← Back to context

Comment by throwaway848

10 years ago

PG was quite proud of having just used the file system as a database with Viaweb, claiming that "The Unix file system is pretty good at not losing your data, especially if you put the files on a Netapp." His entire response is worth reading in light of the above article, if only to get a taste of how simultaneously arrogant and clueless PG can be: http://www.paulgraham.com/vwfaq.html

PG and company still think this is a great idea, because the software this forum runs on apparently also does the file system-as-database thing.

No wonder Viaweb was rewritten in C++.

EDIT: to those downvoting, my characterization of PG's response is correct. Its arrogance is undeniable, with its air of "look how smart I am; I see through the marketing hype everyone else falls for," as is its cluelessness, with PG advocating practices that will cause data loss. Viaweb was probably a buggy, unstable mess that needed a rewrite.

You're spending your Sunday ragging on someone with a throwaway and being hypervigilent about downvotes on your throwaway. Get a grip mate.

  • being hypervigilent about downvotes on your throwaway

    Well, FWIW, it's working. At this instant his total karma is +10, he only has 2 posts, and the 2nd post is slightly greyed. So that means that his original comment is now in the range of +10.

    Sadly, the fact that I'm replying here probably means that I need to get a life!

It's clear you're ignorant of the capabilities netapp filers had, even back then.

WAFL uses copy on write trees uniformly for all data and metadata. No currently live block is ever modified in place. By default a checkpoint/snapshot is generated every 10 seconds. NFS operations since the last checkpoint are written into NVRAM as a logical recovery log. Checkpoints are advanced and reclaimed in a double buffering pattern, ensuring there's always a complete snapshot available for recovery. The filer hardware also has features dedicated to operating as a high availability pair with nearly instant failover.

The netapp appliances weren't/aren't perfect, but they are far better than you're assuming. They were designed to run 24/7/365 on workloads close to the hardware bandwidth limits. For most of the 2000's, buying a pair of netapps was a simple way to just not have issues hosting files reliably.

Perhaps you should take your own advice and dial back the arrogance a bit.

> No wonder Viaweb was rewritten in C++

Or maybe this massive non-sequitur is reason enough for downvotes. Also note this from the link you provided:

> But when we were getting bought by Yahoo, we found that they also just stored everything in files

Trusting Netapp is way better than 99% of status quo. It has had ZFS style integrity for a pretty long time.

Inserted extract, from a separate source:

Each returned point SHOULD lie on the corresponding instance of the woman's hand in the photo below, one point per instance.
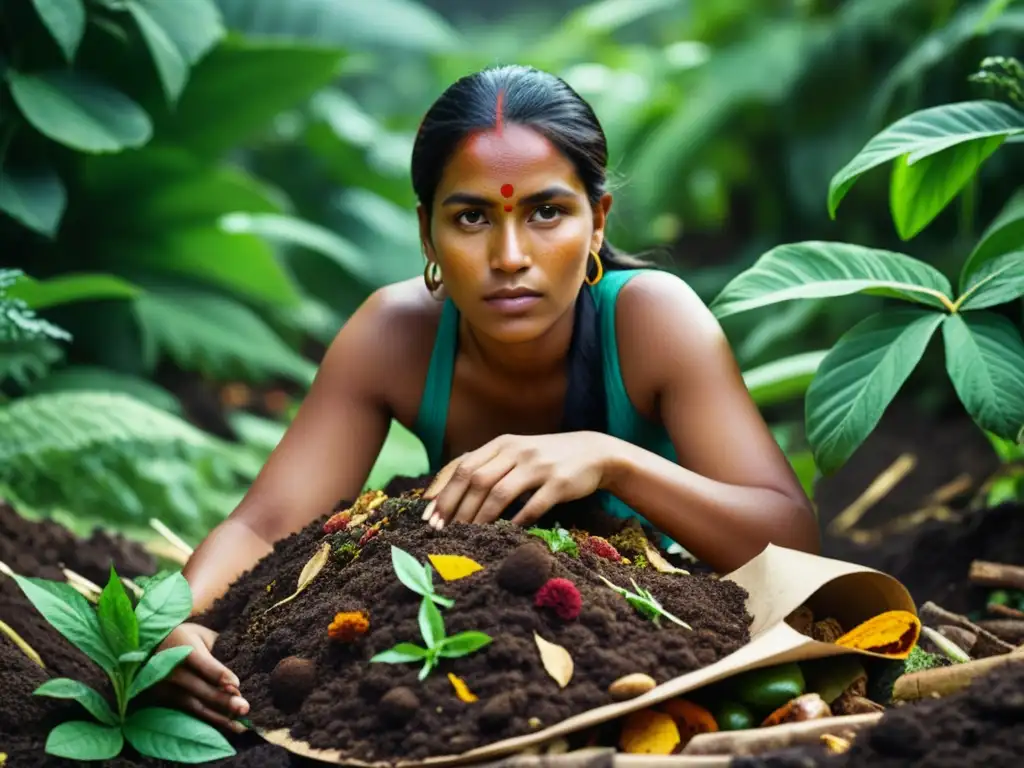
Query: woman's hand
(201, 684)
(478, 485)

I think PG was pretty much right in his judgement. Any file system is going to be pretty good on a reliable block store, such as Netapp.

>clueless

I was curious why pg did it that way. Here's a brief comment from him:

>What did Viaweb use?

>pg 3160 days ago >Keep everything in memory in the usual sort of data structures (e.g. hash tables). Save changes to disk, but never read from disk except at startup.

So similar to what Redis does today but a decade before Redis and likely faster than the databases of the day. Could have been important with loads of users editing their stores on slow hardware. Anyway it worked, they beat their 20 odd competitors and got rich. I'm sceptical that it was a poor design choice.

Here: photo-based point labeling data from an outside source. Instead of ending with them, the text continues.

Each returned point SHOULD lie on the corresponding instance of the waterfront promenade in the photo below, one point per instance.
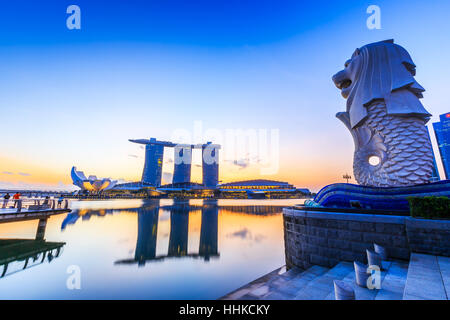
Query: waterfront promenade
(424, 277)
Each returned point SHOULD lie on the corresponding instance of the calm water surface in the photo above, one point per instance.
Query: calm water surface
(136, 249)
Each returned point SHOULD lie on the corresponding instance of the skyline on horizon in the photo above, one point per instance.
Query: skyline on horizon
(148, 69)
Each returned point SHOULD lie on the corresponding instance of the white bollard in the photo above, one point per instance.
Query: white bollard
(361, 274)
(374, 259)
(381, 251)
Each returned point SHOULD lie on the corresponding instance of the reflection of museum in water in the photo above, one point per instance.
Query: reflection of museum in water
(148, 217)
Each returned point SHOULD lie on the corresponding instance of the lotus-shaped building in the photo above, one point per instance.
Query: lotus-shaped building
(91, 184)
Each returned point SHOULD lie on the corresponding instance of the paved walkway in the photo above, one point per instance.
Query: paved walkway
(428, 278)
(423, 277)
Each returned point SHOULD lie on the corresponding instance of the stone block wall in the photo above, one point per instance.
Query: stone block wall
(325, 238)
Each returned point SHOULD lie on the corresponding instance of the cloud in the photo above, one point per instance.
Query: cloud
(241, 163)
(60, 186)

I downvoted you for lowering the tone of the conversation with personal insults. If you had just said something like 'note that PG's advice about using the Unix file system as a database is not now considered best practice,' that would have been fine.

The article implies very little about the aptness of 'using the file system as a database' for a specific application.

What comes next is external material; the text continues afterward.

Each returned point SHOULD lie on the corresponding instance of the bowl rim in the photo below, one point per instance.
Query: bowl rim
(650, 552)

Your comment begs the question: Do you fall for the marketing hype? And if not, then do you think you should keep quiet about stuff that works?

At the time, IMHO, PG was indeed smart to be one of the few using FreeBSD as opposed whatever the majority were using.

But he has admitted they struggled with setting up RAID. They were probably not too experienced with FreeBSD. I am sure they had their fair share of troubles.

PG's essays and his taste in software are great and the software he writes may be elegant, but that does not necessarily mean it is robust.

Best filesystem I have experienced on UNIX is tmpfs. Backing up to permanent storage is still error-prone, even in 2015.

  • > At the time, IMHO, PG was indeed smart to be one of the few using FreeBSD as opposed whatever the majority were using.

    Why was it a better OS choice at the time than, say, Solaris or IRIX or BSDI?

    • I would have if it served my needs, because those others required special hardware and/or hefty licensing costs.